Literature DB >> 8429231

Effects of adequate versus inadequate treatment of cutaneous manifestations of Lyme borreliosis on the incidence of late complications and late serologic status.

A Plörer1, N Sepp, E Schmutzhard, S Krabichler, S Trobos, G Schauer, C Pahl, G Stöffler, P Fritsch.   

Abstract

Eighty-two patients who were treated at the Department of Dermatology, Innsbruck, Austria, from 1980 to 1987 for cutaneous manifestations of Lyme disease were subjected to a clinical follow-up investigation aimed at detecting dermatologic, neurologic, and internal late complications of borreliosis. Only 54 of these patients had received adequate antibiotic treatment according to current standards. Also, their sera were investigated for the presence of immunoglobulin G (IgG) and IgM Borrelia burgdorferi antibodies by an indirect immunofluorescence assay, three different enzyme-linked immunosorbent assays, and immunoblotting.

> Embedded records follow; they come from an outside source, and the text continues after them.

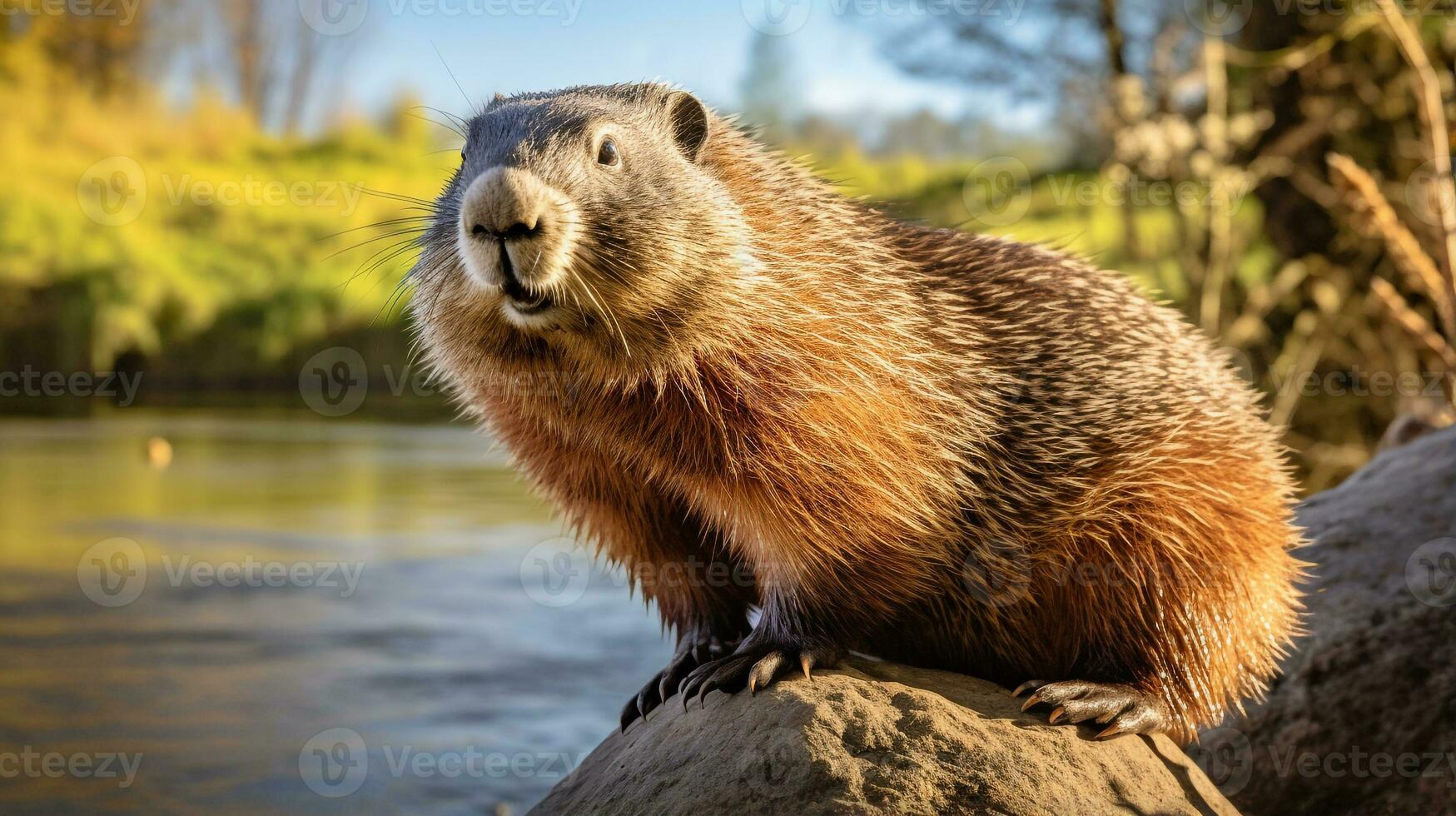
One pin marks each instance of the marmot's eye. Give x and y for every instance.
(608, 153)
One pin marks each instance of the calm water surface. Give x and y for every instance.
(427, 605)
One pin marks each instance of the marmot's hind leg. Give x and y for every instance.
(754, 664)
(698, 647)
(1123, 709)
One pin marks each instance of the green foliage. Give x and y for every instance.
(166, 223)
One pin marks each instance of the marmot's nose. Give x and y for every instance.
(503, 204)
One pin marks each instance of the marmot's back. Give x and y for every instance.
(948, 449)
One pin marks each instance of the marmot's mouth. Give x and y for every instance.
(523, 297)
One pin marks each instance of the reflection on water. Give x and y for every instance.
(299, 577)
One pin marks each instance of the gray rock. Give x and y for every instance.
(877, 738)
(1363, 719)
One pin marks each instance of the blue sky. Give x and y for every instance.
(511, 46)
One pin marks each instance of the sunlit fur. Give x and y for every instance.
(939, 448)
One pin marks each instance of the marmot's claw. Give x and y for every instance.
(753, 668)
(1026, 687)
(1127, 709)
(689, 656)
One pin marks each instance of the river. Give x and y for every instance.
(280, 612)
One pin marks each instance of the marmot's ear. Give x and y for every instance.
(689, 122)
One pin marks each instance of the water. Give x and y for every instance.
(431, 624)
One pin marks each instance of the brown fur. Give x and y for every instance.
(945, 449)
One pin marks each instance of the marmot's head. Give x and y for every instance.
(583, 223)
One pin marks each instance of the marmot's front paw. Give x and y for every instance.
(1129, 710)
(756, 664)
(693, 650)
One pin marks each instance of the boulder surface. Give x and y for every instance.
(877, 738)
(1363, 717)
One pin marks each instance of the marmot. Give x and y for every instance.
(937, 448)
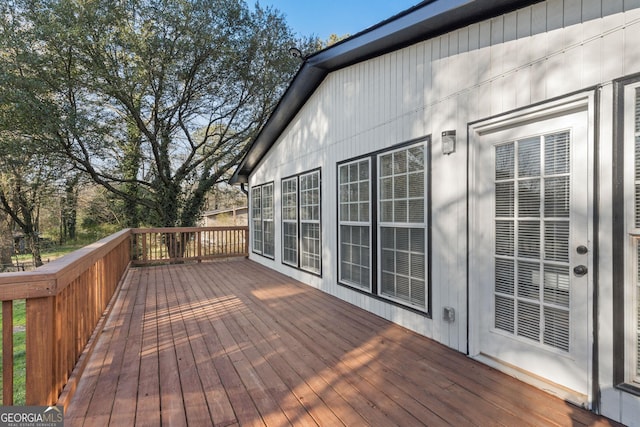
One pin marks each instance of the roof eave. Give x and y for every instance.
(424, 21)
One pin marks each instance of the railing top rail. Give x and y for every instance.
(186, 229)
(53, 277)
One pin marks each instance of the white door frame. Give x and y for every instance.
(479, 261)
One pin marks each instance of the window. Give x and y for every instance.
(633, 226)
(262, 219)
(402, 225)
(290, 221)
(267, 221)
(626, 236)
(310, 222)
(383, 209)
(354, 223)
(301, 233)
(256, 218)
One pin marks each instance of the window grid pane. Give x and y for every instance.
(290, 221)
(636, 306)
(268, 244)
(532, 197)
(310, 244)
(401, 184)
(354, 229)
(256, 218)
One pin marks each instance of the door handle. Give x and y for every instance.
(580, 270)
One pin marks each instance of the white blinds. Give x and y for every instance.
(267, 221)
(256, 218)
(402, 225)
(637, 225)
(290, 221)
(310, 248)
(354, 230)
(532, 196)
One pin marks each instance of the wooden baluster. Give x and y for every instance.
(7, 353)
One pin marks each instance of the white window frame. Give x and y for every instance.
(259, 221)
(268, 238)
(381, 223)
(309, 260)
(632, 228)
(344, 200)
(287, 221)
(256, 219)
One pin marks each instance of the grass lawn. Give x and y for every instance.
(19, 352)
(19, 325)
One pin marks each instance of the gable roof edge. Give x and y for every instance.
(424, 21)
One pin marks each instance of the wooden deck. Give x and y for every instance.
(234, 343)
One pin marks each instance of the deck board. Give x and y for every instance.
(234, 343)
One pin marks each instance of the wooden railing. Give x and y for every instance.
(161, 245)
(66, 300)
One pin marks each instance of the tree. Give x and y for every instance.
(154, 99)
(25, 178)
(28, 168)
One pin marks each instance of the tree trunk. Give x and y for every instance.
(33, 243)
(6, 241)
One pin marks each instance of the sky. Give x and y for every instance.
(322, 18)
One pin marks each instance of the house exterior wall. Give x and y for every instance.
(526, 57)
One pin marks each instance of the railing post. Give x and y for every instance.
(7, 353)
(41, 351)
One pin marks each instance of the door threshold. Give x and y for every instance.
(550, 387)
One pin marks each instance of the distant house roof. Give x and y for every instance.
(427, 19)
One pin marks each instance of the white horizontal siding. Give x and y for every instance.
(525, 57)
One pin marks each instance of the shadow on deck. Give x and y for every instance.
(235, 343)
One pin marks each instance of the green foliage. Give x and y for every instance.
(155, 100)
(19, 352)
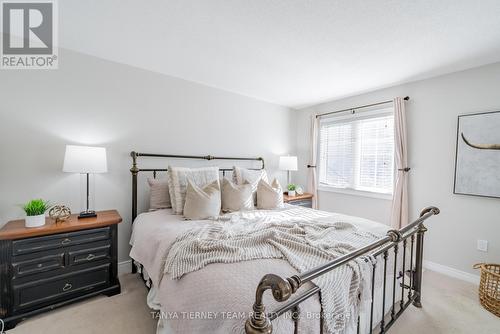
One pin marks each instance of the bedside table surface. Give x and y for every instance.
(15, 229)
(287, 198)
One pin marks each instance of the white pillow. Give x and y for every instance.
(269, 196)
(240, 175)
(236, 197)
(178, 177)
(159, 197)
(202, 203)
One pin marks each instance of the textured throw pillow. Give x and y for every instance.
(202, 203)
(178, 177)
(269, 196)
(236, 197)
(159, 197)
(241, 175)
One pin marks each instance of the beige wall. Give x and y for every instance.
(97, 102)
(432, 122)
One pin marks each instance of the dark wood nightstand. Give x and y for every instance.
(304, 200)
(46, 267)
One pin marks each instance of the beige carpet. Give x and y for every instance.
(450, 306)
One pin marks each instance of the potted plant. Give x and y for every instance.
(35, 212)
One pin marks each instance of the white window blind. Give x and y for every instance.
(357, 151)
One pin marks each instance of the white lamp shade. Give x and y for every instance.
(85, 159)
(288, 163)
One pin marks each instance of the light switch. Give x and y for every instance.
(482, 245)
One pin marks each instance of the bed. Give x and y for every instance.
(218, 297)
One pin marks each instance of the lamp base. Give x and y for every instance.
(87, 214)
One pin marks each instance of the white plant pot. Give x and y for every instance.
(35, 221)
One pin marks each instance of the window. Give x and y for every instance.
(356, 152)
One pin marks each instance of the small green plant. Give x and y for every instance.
(36, 207)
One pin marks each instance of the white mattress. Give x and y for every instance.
(224, 290)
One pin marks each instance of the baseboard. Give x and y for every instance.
(124, 267)
(452, 272)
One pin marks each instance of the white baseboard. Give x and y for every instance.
(124, 267)
(452, 272)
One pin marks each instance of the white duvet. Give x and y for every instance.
(217, 298)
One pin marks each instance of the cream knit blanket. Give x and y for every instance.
(305, 244)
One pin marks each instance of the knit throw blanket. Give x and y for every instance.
(305, 244)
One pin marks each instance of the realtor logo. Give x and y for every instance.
(29, 35)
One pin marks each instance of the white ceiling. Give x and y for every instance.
(290, 52)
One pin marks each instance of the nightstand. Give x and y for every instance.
(46, 267)
(304, 200)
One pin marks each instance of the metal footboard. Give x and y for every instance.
(282, 289)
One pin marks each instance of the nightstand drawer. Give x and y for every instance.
(36, 266)
(89, 255)
(305, 203)
(48, 290)
(38, 244)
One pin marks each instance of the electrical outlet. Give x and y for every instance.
(482, 245)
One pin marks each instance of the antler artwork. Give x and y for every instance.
(481, 146)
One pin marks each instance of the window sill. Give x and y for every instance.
(354, 192)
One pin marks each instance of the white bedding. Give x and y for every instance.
(217, 298)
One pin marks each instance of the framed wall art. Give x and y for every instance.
(477, 164)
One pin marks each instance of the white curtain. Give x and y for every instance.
(399, 214)
(312, 182)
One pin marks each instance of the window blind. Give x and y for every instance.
(357, 152)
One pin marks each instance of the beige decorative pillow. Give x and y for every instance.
(178, 177)
(159, 197)
(240, 175)
(202, 203)
(236, 197)
(269, 196)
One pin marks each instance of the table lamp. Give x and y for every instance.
(288, 163)
(85, 160)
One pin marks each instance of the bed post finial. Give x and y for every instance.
(262, 160)
(259, 322)
(134, 170)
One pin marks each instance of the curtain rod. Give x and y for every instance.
(359, 107)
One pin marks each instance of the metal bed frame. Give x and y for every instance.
(282, 289)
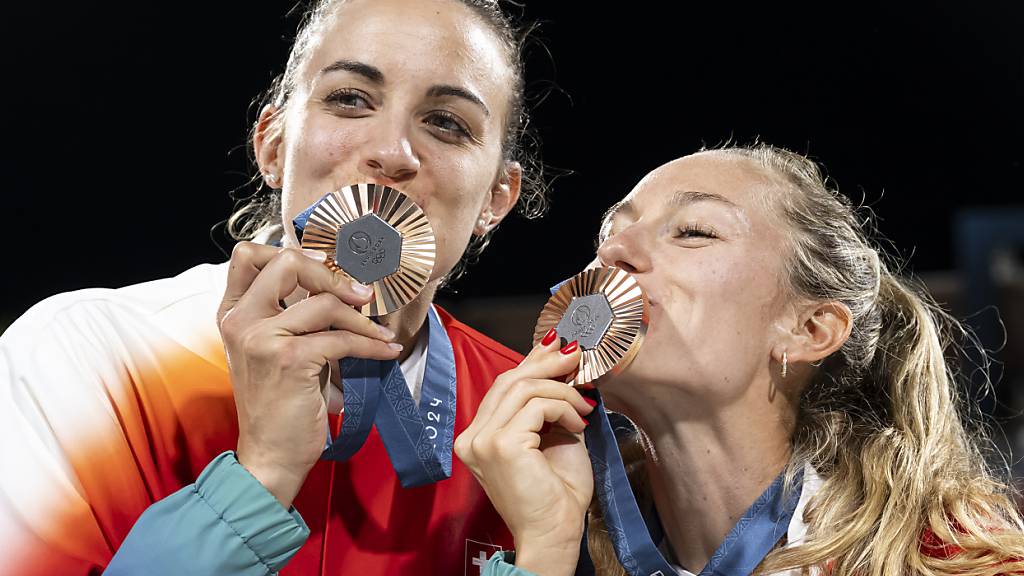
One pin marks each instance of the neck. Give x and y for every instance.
(707, 464)
(408, 321)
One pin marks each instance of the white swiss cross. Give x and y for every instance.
(477, 554)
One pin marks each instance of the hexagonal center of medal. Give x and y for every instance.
(586, 321)
(368, 248)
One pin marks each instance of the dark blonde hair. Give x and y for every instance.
(883, 420)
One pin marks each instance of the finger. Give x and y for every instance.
(524, 392)
(541, 410)
(544, 362)
(323, 312)
(248, 258)
(289, 270)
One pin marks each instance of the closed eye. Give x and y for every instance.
(694, 231)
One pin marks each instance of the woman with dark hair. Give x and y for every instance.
(118, 402)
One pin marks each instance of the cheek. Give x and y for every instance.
(716, 304)
(317, 158)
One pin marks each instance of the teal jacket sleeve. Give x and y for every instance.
(498, 567)
(225, 524)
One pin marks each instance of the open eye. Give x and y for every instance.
(450, 126)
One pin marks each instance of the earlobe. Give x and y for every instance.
(267, 141)
(502, 198)
(825, 328)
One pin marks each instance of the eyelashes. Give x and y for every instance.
(695, 231)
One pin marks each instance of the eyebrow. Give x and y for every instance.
(374, 75)
(685, 198)
(679, 199)
(371, 73)
(449, 90)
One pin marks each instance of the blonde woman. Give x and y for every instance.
(794, 405)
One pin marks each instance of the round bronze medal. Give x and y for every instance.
(377, 236)
(606, 312)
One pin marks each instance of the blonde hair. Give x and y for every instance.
(883, 420)
(257, 214)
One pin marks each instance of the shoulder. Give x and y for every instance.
(84, 320)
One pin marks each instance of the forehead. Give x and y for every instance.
(417, 41)
(736, 179)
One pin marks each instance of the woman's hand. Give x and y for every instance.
(276, 356)
(538, 477)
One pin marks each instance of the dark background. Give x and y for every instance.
(125, 123)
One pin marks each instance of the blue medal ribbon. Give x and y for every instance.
(418, 440)
(757, 533)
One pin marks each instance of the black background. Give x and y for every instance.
(124, 124)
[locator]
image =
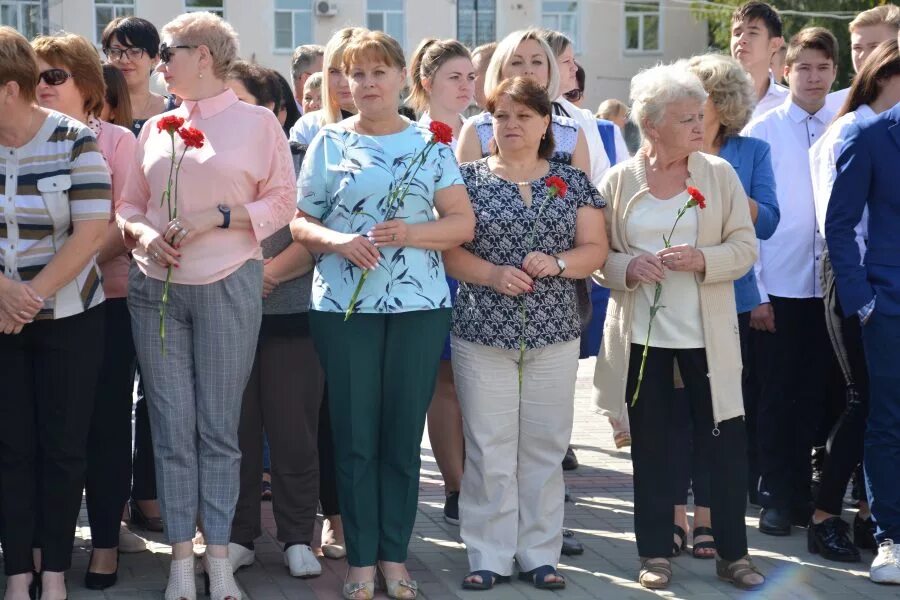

As a control, the sera of 126 healthy blood donors were investigated with the same assays. Results showed no unambiguous clinical late complications of Lyme borreliosis, even in inadequately treated or untreated patients. Seropositivity varied considerably according to the assay used; the indirect immunofluorescence assay yielded the highest scores. The proportion of seropositive results (immunofluorescence assay) was 59% in patients with erythema chronicum migrans, 69% in those with lymphocytoma cutis, and 100% in those with acrodermatitis chronica atrophicans (overall 63%); in contrast, only 31% of the blood donor control group were found to be seropositive. Seropositivity did not correlate with adequacy of treatment, interval between onset of symptoms and treatment, time span since treatment, age of patients, and presence of antinuclear antibodies. Immunoblot pattern showed high incidence of antibodies against the 29/31-kD (outer surface proteins OspA and OspB) and 55/58-kD antigens in general and against the 41-kD protein (flagellin) in patients with acrodermatitis chronica atrophicans only.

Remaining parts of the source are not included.